I remember the moment I first heard of “the nod.” I was about five or six and walking through the supermarket with my mom. As we made our way through the store, she inclined her head or smiled at multiple black individuals that I had never seen nor met before. Finally, when we were alone in the car I asked her how she seemed to know so many people in the supermarket today. She told me that she had never met any of those individuals before. I was overcome. Everything that I had been taught was not to talk to nor interact with strangers; however, this was an entirely different situation my mom explained. We were part of a shared community and that has endured many hardships in order to shop at a mainstream. By nodding at those other black strangers, we were acknowledging where we were and how far we’ve come. I was astounded that all of that meaning could come from that simple gesture.

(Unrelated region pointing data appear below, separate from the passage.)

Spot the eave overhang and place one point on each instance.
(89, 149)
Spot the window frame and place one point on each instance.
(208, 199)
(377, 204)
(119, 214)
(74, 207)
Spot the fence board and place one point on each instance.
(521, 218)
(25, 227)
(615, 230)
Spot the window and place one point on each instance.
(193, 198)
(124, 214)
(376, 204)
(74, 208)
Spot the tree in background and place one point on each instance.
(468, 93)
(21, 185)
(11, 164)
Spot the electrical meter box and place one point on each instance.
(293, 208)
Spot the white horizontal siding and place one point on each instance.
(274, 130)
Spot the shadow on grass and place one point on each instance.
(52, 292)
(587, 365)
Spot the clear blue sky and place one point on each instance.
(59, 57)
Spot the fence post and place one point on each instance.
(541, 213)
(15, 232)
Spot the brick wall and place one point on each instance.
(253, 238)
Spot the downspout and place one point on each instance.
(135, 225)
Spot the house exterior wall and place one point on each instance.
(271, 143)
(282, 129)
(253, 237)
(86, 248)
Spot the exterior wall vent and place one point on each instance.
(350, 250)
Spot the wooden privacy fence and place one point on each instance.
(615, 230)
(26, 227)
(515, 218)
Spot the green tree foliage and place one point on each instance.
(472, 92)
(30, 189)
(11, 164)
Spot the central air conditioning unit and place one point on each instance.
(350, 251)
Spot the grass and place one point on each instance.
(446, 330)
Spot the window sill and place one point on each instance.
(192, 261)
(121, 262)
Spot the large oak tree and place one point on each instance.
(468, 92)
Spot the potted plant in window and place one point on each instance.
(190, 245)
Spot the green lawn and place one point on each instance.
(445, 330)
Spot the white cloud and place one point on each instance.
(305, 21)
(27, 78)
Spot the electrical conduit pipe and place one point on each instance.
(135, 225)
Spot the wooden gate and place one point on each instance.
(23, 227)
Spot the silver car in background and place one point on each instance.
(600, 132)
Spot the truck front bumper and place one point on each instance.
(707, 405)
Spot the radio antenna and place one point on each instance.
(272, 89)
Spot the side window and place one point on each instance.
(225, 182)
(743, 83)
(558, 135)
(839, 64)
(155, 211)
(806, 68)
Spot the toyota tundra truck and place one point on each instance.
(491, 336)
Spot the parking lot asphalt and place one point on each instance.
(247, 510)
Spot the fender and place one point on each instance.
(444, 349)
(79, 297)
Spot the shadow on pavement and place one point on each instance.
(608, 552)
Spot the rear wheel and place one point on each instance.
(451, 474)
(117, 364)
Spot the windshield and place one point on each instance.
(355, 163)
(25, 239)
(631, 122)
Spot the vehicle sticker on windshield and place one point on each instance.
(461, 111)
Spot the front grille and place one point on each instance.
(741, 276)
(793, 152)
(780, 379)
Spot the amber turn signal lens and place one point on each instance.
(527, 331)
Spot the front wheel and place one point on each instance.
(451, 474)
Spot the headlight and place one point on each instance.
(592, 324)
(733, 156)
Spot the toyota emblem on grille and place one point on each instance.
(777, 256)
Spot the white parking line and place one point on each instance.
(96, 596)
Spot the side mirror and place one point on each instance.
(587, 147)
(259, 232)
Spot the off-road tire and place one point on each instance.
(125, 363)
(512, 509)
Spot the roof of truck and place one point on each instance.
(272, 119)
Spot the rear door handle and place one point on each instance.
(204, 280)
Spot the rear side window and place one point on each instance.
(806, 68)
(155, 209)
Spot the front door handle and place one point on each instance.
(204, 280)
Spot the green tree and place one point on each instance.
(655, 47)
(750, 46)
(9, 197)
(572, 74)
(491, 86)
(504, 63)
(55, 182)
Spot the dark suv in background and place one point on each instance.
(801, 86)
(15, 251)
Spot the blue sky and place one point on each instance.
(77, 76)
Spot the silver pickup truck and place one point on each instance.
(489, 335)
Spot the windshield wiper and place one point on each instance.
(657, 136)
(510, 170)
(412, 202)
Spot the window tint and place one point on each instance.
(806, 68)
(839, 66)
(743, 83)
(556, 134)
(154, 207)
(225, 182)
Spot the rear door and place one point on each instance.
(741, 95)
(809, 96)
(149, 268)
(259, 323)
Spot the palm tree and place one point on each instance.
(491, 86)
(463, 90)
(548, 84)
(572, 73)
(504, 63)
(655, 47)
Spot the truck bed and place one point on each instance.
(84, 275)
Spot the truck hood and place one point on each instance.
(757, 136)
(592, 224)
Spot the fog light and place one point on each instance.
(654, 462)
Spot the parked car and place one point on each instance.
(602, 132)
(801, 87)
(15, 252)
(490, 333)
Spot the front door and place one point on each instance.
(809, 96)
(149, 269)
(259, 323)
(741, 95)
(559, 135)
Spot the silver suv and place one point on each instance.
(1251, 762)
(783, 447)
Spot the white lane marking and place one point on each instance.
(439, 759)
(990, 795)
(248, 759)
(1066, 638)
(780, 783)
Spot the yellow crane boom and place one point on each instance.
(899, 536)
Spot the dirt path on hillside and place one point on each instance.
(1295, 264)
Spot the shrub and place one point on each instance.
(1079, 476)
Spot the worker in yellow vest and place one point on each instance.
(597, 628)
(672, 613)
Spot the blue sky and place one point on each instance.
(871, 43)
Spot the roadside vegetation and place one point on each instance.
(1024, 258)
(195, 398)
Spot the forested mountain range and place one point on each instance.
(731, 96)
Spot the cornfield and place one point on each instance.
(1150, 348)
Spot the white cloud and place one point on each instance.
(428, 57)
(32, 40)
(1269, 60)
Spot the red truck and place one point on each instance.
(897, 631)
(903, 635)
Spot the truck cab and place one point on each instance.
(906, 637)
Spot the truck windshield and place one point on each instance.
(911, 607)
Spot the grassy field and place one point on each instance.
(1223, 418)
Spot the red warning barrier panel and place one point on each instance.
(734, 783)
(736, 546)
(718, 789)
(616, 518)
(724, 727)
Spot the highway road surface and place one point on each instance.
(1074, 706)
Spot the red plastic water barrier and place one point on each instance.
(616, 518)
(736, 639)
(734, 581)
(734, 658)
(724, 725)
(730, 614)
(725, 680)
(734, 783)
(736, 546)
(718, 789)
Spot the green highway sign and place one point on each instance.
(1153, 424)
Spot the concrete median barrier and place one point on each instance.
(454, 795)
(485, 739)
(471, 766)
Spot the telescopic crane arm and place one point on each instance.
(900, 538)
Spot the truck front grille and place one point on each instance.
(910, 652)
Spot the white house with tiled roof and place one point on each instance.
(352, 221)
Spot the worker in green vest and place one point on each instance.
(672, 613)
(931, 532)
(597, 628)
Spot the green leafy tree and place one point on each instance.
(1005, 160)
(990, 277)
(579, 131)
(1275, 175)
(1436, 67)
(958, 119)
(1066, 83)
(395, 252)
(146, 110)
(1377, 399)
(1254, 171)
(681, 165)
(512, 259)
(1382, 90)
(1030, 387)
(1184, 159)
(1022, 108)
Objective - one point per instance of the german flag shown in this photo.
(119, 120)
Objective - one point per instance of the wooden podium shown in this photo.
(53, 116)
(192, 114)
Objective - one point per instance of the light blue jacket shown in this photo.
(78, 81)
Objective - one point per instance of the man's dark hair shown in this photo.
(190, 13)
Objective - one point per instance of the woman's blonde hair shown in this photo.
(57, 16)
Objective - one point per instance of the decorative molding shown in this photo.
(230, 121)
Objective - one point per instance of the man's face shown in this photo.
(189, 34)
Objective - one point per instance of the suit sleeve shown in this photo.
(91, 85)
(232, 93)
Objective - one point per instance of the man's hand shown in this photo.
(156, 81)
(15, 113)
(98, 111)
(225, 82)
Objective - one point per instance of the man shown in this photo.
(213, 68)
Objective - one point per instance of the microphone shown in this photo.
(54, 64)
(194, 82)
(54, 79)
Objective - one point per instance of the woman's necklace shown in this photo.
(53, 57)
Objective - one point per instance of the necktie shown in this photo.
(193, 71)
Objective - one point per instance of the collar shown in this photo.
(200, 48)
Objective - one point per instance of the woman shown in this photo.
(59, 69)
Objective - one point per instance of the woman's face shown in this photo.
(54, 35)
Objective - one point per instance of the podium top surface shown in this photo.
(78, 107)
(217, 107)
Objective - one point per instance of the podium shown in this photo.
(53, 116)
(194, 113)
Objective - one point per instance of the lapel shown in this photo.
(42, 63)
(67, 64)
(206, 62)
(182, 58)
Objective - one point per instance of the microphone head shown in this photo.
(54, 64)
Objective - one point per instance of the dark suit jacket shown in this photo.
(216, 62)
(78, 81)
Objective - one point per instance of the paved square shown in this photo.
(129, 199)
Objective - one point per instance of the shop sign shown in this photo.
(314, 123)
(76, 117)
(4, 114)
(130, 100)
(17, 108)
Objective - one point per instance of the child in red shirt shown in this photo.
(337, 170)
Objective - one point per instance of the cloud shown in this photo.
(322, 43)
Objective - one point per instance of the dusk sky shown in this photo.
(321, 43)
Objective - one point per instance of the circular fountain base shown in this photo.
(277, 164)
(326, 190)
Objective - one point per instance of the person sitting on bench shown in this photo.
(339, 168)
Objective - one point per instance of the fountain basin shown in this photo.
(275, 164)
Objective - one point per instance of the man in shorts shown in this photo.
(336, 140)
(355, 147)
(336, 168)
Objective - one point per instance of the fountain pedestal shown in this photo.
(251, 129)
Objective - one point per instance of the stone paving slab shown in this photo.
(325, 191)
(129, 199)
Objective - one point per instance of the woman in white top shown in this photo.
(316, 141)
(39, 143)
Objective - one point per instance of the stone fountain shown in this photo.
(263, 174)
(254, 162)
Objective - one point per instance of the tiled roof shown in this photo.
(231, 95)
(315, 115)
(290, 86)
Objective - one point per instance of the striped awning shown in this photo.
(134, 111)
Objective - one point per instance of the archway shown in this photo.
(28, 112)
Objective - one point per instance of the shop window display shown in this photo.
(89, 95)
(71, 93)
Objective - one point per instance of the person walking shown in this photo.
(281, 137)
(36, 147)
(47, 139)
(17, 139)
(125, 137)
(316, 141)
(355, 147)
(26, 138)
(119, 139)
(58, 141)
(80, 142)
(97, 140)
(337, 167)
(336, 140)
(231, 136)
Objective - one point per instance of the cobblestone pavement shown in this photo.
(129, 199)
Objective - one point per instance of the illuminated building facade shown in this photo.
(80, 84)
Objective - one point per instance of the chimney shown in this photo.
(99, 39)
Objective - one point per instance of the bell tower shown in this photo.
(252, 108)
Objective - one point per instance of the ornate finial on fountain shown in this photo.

A lot of ink has been spilled and many parodies have been made regarding “the nod.” It is a personification of what it means to be black and I have come to find it fascinatingly comforting. In a world that is not always kind to people of the melanin gifted, we can communicate our community membership and black personhood through a simple tilt of the head and a quick smile. Where did this come from and why so subtle? I hypothesize that this secretive gesture originated from a need to be just that. Throughout history, being black was an identity shunted to the fringes and kept in the shadows; activities that were considered black or “urban” were not part of the mainstream culture. In order to join the mainstream, black people had to quiet themselves, sit down, and be humble. Hence the need for the nod. A little spark of civil disobedience that would not rock the boat or upset the social order.
Much like Wakanda, the fictitious, highly advanced African society which is home to Black Panther, a society hiding in plain sight in the African jungle, so too were blacks communicating their identity without saying a thing. However, much like in the end of the film, King T-Challa (Black Panther) led his people to join mainstream society in order to positively benefit the modern world. With the box office success of the film and its entry into the cultural zeitgeist, blacks found a new way to define their community: the phrase “Wakanda Forever” and accompanying arm motions. Everything about this phrase and movement, the nod is not; it is bombastic and instantly recognizable, not subtle nor secretive. It is showy and fierce in a way that is quite stirring. Also, it is completely allowed in mainstream culture, there is no need to hide it. Everyone at once knows where it came from and who it belongs to. The question that I have recently been grappling with, is that such a good thing?
About a month ago, I found myself at a music festival in Palm Springs. I was having a great time bopping along to a nameless DJ when a felt a tap on my shoulder. I looked over and a black man, a little younger than me, stood beside me. I thought there was a problem, but he was simply saying hello. We exchanged greetings and, as I was turning back to the music, he said “Wakanda Forever” with a conspiratory grin. I didn’t really know what to do. My confusion stemmed from the fact that I didn’t feel we needed to exchange such a gesture. We were in this beautiful space where nothing mattered and we could just celebrate great music as one people. One love and all that. However, after we parted ways, I started to really look around at our surroundings. We were some of the few black people at the festival and maybe he felt that we needed to unify. I felt that if that was the case, the nod would have sufficed instead of a phrase from a movie.
I realized then that, for me, the nod was not for the world as much as it was for me; it made me feel like I was part of a community connected by shared struggle. It spoke volumes in ways that I couldn’t put into words. It was my way of giving the world a middle finger that only certain people would understand. I didn’t want everyone looking at me and knowing what I was doing, that defeated the point. The nod is a classy and subversive way to keep the dream alive, not hokey or clumsy like Wakanda Forever. Even Chadwick Boseman, the living embodiment of Black Panther, tired of the phrase throughout his long press tour for that film and The Avengers Infinity War. The other side of the coin is the nod does not divide as much as it unites. It’s not loud and dismissive of other people’s struggles. If a person of any other race were to say Wakanda Forever, they would get an immediate sanction from the court of public opinion. The nod is something that is here one day and gone the next, like an exclusive food pop-up that only certain people know about. And I love being in the know.